In this last example, I would like to briefly introduce our latest work on antibody design and optimization based on models such as generative models or ChatGPT. For antibody optimization, first we have a complex structure of the antibody and antigen. In this case, many times we get antibodies in experiments, its affinity is not good enough, we may make some mutations on this antibody to optimize its affinity. In fact, our recent work is also to build a model similar to ChatGPT, this model actually contains three parts, the first part is a pre-trained generative model; The second part is to optimize the generative model based on supervised learning, and then we close the loop with the wet experiment for mutual feedback optimization. We first pre-trained based on a large number of protein sequences and protein complex structures, and after pre-training, the obtained AI model can better understand how proteins bind to proteins. In addition, we have a labeled experimental dataset, SKEMPI data - given a protein complex, and then we mutate some amino acids on its interface, and after the mutation, the energy changes, we get the experimental data. Based on this dataset, we optimized the AI model, and finally we can get a protein optimization or antibody optimization model. Then we go to design some new antibody sequences based on this AI model, do tests in wet experiments, measure affinity, and after obtaining these activity or affinity data, we feed back to the AI model to do a new round of AI sequence design, and after multiple rounds, we can find more ideal antibody sequences or molecules.
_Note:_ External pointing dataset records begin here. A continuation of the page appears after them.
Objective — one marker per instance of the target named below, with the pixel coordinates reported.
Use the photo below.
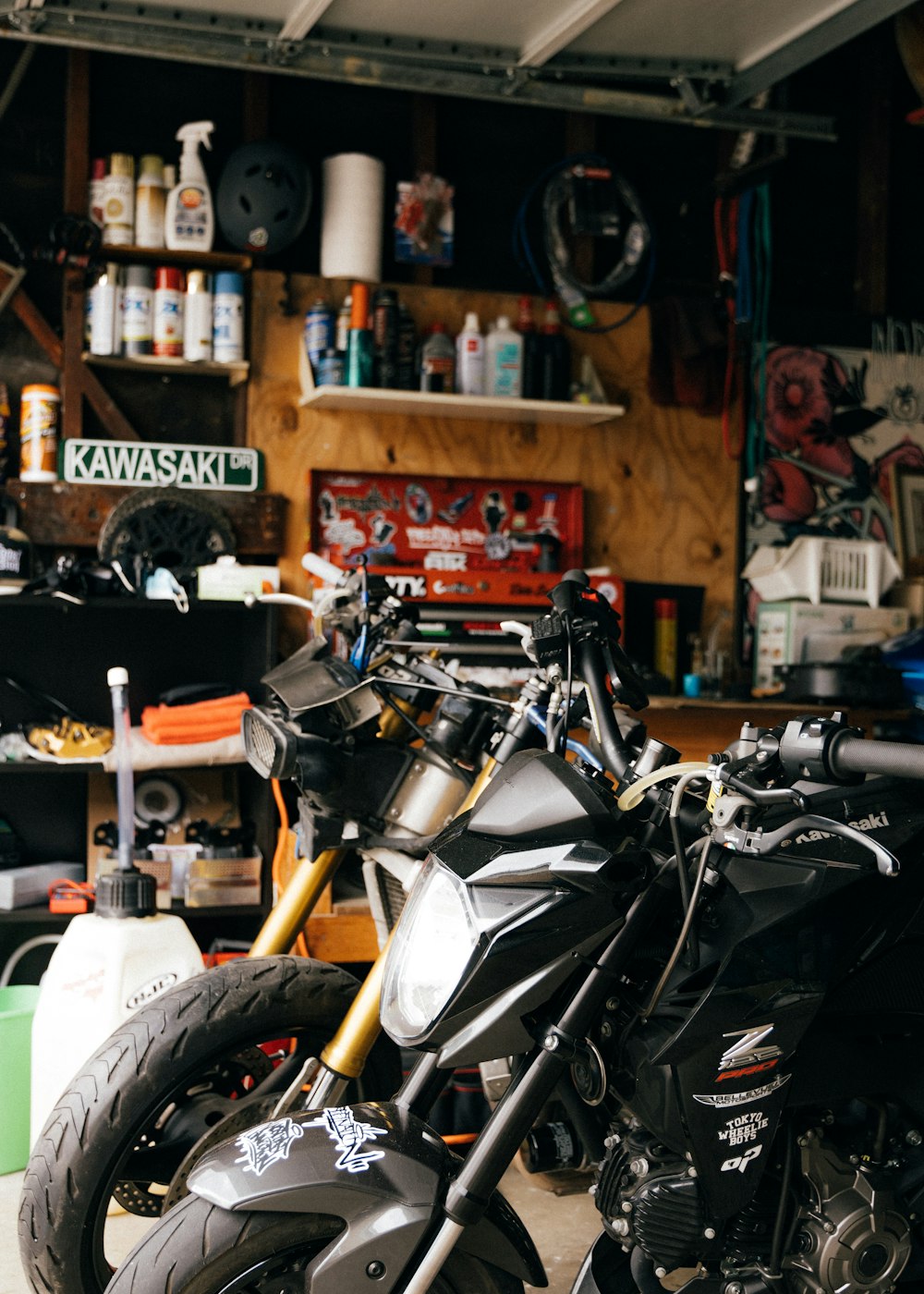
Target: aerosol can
(112, 960)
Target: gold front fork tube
(296, 905)
(348, 1050)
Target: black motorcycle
(725, 961)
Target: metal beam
(798, 52)
(254, 44)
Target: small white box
(794, 633)
(226, 580)
(23, 885)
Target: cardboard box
(794, 633)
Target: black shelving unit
(64, 650)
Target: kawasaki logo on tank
(129, 462)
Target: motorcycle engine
(849, 1231)
(649, 1196)
(852, 1235)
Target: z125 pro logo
(747, 1056)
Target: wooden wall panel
(660, 501)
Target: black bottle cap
(126, 893)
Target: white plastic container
(504, 360)
(103, 970)
(823, 569)
(470, 358)
(189, 224)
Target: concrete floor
(562, 1227)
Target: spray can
(197, 319)
(470, 358)
(330, 369)
(39, 433)
(138, 311)
(407, 349)
(319, 334)
(438, 361)
(109, 961)
(360, 343)
(149, 202)
(228, 317)
(118, 201)
(168, 306)
(384, 338)
(94, 198)
(105, 307)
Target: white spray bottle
(189, 224)
(109, 961)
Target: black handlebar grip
(852, 753)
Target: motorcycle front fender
(381, 1170)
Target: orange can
(39, 411)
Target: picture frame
(907, 510)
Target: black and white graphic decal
(349, 1135)
(745, 1128)
(720, 1100)
(747, 1050)
(268, 1142)
(740, 1161)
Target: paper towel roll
(351, 223)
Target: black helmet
(264, 197)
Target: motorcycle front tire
(203, 1032)
(202, 1249)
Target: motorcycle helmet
(263, 197)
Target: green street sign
(135, 462)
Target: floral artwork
(833, 423)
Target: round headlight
(432, 947)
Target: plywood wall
(660, 495)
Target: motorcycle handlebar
(850, 753)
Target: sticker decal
(349, 1135)
(755, 1093)
(745, 1128)
(264, 1145)
(742, 1161)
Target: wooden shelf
(168, 366)
(477, 408)
(164, 256)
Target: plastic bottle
(665, 640)
(94, 198)
(168, 308)
(118, 201)
(470, 358)
(109, 961)
(105, 312)
(504, 360)
(228, 317)
(553, 358)
(138, 311)
(197, 319)
(190, 213)
(151, 203)
(438, 361)
(530, 382)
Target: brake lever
(759, 843)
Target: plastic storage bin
(17, 1007)
(823, 569)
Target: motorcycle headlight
(432, 947)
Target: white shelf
(164, 364)
(426, 404)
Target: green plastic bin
(17, 1007)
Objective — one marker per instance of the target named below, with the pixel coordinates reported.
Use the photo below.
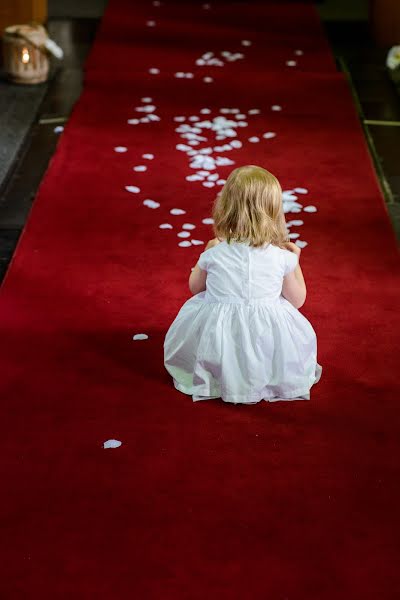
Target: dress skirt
(242, 352)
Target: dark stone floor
(28, 138)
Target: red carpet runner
(290, 501)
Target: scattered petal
(140, 336)
(194, 178)
(296, 222)
(151, 203)
(112, 444)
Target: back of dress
(240, 339)
(238, 272)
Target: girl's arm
(294, 287)
(197, 279)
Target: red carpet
(290, 501)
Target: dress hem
(300, 394)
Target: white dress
(241, 340)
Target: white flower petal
(112, 444)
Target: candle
(25, 55)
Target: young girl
(241, 337)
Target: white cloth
(241, 340)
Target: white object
(112, 444)
(140, 336)
(54, 49)
(151, 203)
(243, 356)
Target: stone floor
(29, 117)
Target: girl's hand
(213, 243)
(293, 248)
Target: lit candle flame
(25, 55)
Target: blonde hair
(249, 208)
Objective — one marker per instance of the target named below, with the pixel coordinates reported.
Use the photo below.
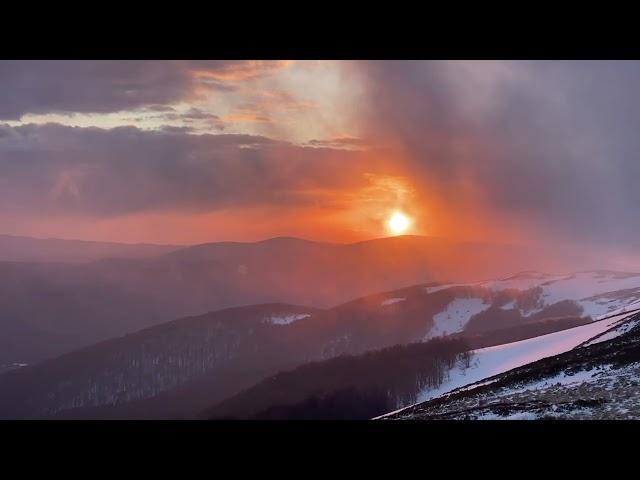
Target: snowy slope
(598, 293)
(491, 361)
(598, 379)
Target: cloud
(55, 86)
(345, 142)
(550, 143)
(58, 170)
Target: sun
(398, 223)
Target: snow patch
(490, 361)
(285, 319)
(391, 301)
(457, 314)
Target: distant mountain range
(15, 248)
(61, 304)
(184, 367)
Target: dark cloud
(64, 170)
(109, 86)
(551, 142)
(339, 142)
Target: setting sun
(398, 223)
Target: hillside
(185, 366)
(83, 303)
(595, 376)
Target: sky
(182, 152)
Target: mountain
(359, 387)
(182, 367)
(599, 378)
(48, 308)
(27, 249)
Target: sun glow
(398, 223)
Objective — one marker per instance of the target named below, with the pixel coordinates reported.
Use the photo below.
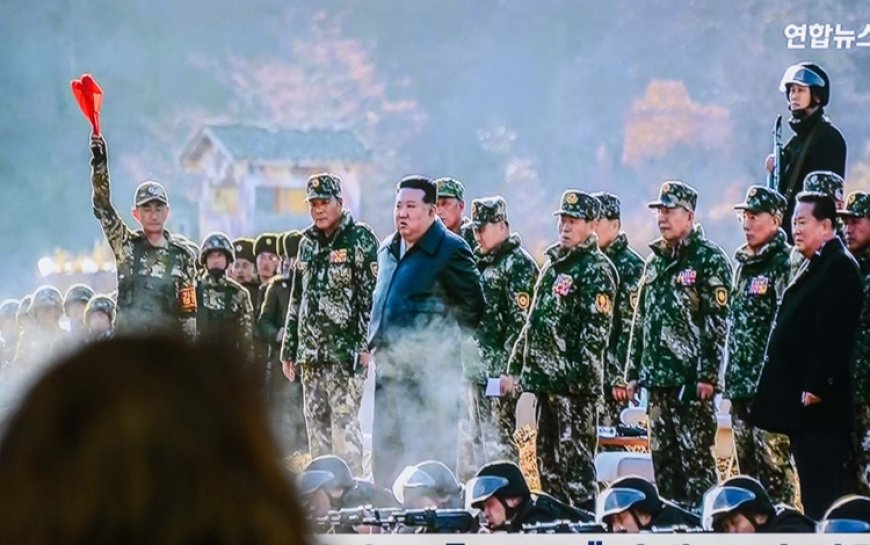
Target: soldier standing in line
(225, 310)
(156, 273)
(759, 281)
(269, 329)
(560, 351)
(508, 274)
(328, 318)
(677, 345)
(629, 267)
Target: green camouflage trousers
(682, 434)
(333, 394)
(764, 455)
(486, 428)
(567, 444)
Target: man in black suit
(428, 287)
(806, 388)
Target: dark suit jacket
(435, 285)
(811, 345)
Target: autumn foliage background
(521, 98)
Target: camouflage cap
(244, 249)
(449, 187)
(762, 199)
(580, 205)
(610, 205)
(488, 210)
(857, 205)
(148, 191)
(78, 293)
(291, 242)
(267, 242)
(9, 308)
(825, 182)
(675, 193)
(323, 186)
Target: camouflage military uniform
(156, 285)
(678, 340)
(560, 354)
(270, 323)
(327, 323)
(629, 267)
(858, 465)
(759, 281)
(508, 275)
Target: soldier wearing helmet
(45, 338)
(817, 143)
(740, 505)
(632, 504)
(224, 306)
(500, 492)
(327, 484)
(100, 318)
(77, 296)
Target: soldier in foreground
(328, 318)
(678, 342)
(156, 274)
(759, 281)
(632, 504)
(224, 309)
(560, 351)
Show the results of the actual wet experiment we did, this is a cooperation with Fudan University, CR3022 such a new crown antibody has been optimized, CR3022 is an antibody obtained from the patient, we are based on the AI model to do sequence design, wet experiment testing, now after two rounds of iteration, we found a more ideal antibody molecule, it is actually the original antibody molecule through three mutations to produce a new antibody molecule, For example, for the Delta variant, the affinity is increased by 3 times, and for the latest variant of Omicron, we found that the sequence of the latest antibody we found has increased the affinity with the original sequence by nearly 9 times.

Finally, I agree with what Academician Eweinan said just now, we need to build a community, a platform, to promote AI for Science, so our team is also actively building an open source community, TorchProtein is an open source machine learning platform that we have established with several companies specifically for protein representation learning and design.

Summary: We are in the best of times now because we are experiencing a dual technological revolution in artificial intelligence and biotechnology. In the field of artificial intelligence, generative models are developing rapidly, and we can now train and generate models based on a large amount of data, text data, image data, and code data, so as to generate new text, images or code. On the other hand, in the field of life sciences, due to the rapid development of gene sequencing, gene editing, gene synthesis, cryo-EM and other technologies, data in the field of life sciences has grown rapidly, and the growth rate has been higher than Moore's Law. With this data, we can train our generative model, after which we can generate entirely new drug molecules. AI-designed drug molecules can further interact with the wet experiment platform for closed-loop optimization. The future of generative models will have an important impact not only in biomedicine, but also in other fields, including agriculture, food, materials, energy, environment and many other fields.

That's all I have for today, thank you.

Without the authorization of the organizer and/or guests, no institution or individual shall disseminate the PPT content in the video and text in any way;

Any form of media reproduction and excerpt is strictly prohibited without authorization, and reproduction to platforms other than WeChat is strictly prohibited!